The Bishops during offertory informed Prior Bede that he needed to be installed in the presence of all gathered and most especially in the presence of the Chiefs and the elders so that they could come forward to greet him, since this was something very peculiar in the Ghanaian setting that a chief does not stand to greet someone unless the person is elevated before him. Before the second collection the three Bishops installed Prior Bede of a Chiefs stool, sitting him down three time in the name of the Holy Trinity, then all came to greet him including the chiefs with his Queen mother and elders while the wonderful Dagaaba choir sang.

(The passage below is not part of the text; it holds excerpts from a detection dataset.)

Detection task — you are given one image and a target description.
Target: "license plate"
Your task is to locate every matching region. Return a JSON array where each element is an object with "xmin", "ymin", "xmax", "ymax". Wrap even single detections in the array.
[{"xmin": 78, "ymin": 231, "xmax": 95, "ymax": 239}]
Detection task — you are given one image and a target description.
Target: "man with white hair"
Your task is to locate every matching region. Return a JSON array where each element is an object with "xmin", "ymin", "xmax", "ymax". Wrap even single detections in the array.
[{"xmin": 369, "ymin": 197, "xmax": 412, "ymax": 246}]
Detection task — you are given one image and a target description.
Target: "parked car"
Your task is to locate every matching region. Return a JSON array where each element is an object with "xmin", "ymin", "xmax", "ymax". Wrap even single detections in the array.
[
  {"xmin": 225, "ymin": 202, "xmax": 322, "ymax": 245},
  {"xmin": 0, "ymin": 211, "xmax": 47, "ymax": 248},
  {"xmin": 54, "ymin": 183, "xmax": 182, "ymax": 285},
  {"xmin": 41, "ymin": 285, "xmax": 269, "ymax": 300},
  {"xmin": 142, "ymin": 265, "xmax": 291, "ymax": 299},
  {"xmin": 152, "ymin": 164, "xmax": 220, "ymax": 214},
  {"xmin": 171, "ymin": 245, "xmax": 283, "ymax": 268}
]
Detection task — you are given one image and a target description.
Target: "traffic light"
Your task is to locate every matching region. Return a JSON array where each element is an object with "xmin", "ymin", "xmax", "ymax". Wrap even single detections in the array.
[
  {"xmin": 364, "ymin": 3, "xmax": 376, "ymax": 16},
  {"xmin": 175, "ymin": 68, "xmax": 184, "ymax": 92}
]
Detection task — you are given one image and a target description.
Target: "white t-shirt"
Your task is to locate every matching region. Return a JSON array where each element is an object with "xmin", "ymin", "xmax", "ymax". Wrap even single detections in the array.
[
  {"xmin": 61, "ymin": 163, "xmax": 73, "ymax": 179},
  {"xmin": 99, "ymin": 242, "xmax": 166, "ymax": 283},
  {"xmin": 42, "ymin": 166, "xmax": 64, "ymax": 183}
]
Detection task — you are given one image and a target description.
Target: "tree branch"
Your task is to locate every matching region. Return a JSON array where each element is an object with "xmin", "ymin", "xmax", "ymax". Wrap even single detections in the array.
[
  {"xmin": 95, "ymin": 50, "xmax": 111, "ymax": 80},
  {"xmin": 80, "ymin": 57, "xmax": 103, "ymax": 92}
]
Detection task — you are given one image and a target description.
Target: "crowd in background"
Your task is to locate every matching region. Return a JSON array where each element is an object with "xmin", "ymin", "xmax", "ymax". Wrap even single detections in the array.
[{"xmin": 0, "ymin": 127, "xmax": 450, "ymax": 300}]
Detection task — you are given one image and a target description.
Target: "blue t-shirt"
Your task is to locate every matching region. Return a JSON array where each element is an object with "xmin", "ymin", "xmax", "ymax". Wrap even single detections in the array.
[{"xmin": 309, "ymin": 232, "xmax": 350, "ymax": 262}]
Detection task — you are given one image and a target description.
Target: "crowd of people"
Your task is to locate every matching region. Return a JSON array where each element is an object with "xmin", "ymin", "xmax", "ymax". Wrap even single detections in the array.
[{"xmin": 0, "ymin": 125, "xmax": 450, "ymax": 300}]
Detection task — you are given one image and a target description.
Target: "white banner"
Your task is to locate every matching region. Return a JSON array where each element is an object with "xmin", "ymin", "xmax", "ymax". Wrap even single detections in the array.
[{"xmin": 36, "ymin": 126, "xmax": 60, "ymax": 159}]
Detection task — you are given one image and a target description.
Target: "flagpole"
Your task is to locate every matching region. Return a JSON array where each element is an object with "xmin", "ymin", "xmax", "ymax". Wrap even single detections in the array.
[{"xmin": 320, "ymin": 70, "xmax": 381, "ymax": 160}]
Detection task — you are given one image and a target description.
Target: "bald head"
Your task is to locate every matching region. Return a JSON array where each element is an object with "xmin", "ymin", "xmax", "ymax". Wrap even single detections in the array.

Rev. Dom Ambrose Flavell gave the vote of thanks, after the mass came to a close and yes he gave an extraordinary exhortation and a wonderful advice to the Prior, since he had experienced Kristo Buase as the Superior for many years. The party afterward, as now we call the reception of every great ceremony, was on point since there were provisions made for the refreshment and nourishment of all who attended the event. All left in great satisfaction, for they had been blessed by this wonderful celebration and the grace of God was now abiding in them. In the evening after the community said good bye to the oblates who came from Accra, as they were the last to leave, sat at recreation to savour the lasting sweetness of the wonderful event God had made possible through the wonderful organization skills of Dom. Gabriel Peh with the support and the cooperation of the community. The Lord has indeed been good to the community of Kristo Buase and as the psalm of the day stated: “I will bless your name forever, O Lord”, we are indeed thankful.